- The dollar is starting to get some limited traction as US rates stabilize
- German state and national CPI readings for March will be reported today
- ECB officials are pushing back against the market’s hawkish interpretation of March statement
- Czech and South African central banks are expected to keep policy unchanged
- Brazil central bank releases its quarterly inflation report
The dollar is mostly firmer against the majors during Asian trading. Sterling and the dollar bloc are outperforming, while the yen and Scandies are underperforming. EM currencies are mostly softer. TRY and MYR are outperforming, while KRW and THB are underperforming. MSCI Asia Pacific is down 0.4%, with the Nikkei falling 0.5%. MSCI EM is down 0.4%, with China shares falling 1%. S&P futures are pointing to a lower open.
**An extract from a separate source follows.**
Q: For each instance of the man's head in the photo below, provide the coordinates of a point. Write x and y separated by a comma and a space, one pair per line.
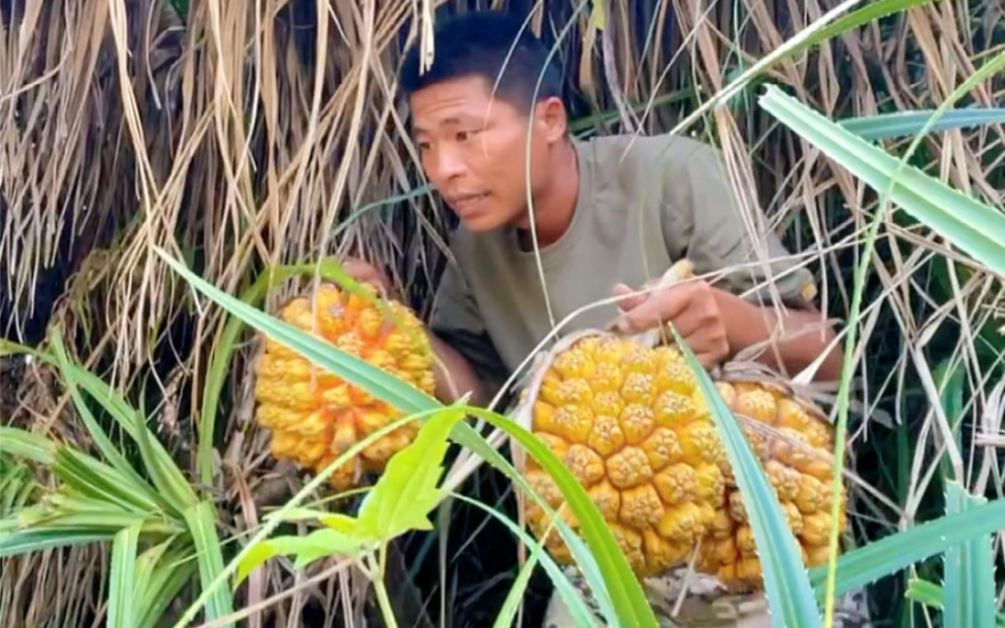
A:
471, 112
The 10-year UST yield is up 2 bp at 2.39%. Commodity prices are mixed, with oil up 0.3%, copper down 0.4%, and gold down 0.3%.
The dollar is starting to get some limited traction as US rates stabilize. The US 2-year yield is hovering just below 1.30%, while the spread to Germany has moved back above 200 bp after a brief period below. Yesterday, Rosengren (non-voter in 2017) made a case for four hikes this year, which echoed Williams’ case for three hikes or more this year.
During the North American session, the US reports another revision to Q4 GDP and weekly jobless claims. The Fed’s Mester (non-voter in 2017), Kaplan (voter), Williams (non-voter), and Dudley (voter) speak today. We would expect today’s Fed comments to line up with the more hawkish take presented yesterday.
German state and national CPI readings for March will be reported. Consensus sees a slight easing in the national y/y rate to 0.4% from 0.6% in February. Eurozone CPI will be reported Friday, with consensus for headline CPI at 1.8% y/y vs. 2.0% in February. If so, this would push back against notions that the ECB is nearing an end to its easy money policy.
Indeed, ECB officials did just that yesterday. Reuters story quoted several unidentified officials as saying the March statement was over-interpreted by the markets, and that the ECB isn’t about to end its extraordinary policies to support the economy. The next policy meeting is April 27, and we’d expect Draghi to assert a more dovish (less hawkish?) stance then.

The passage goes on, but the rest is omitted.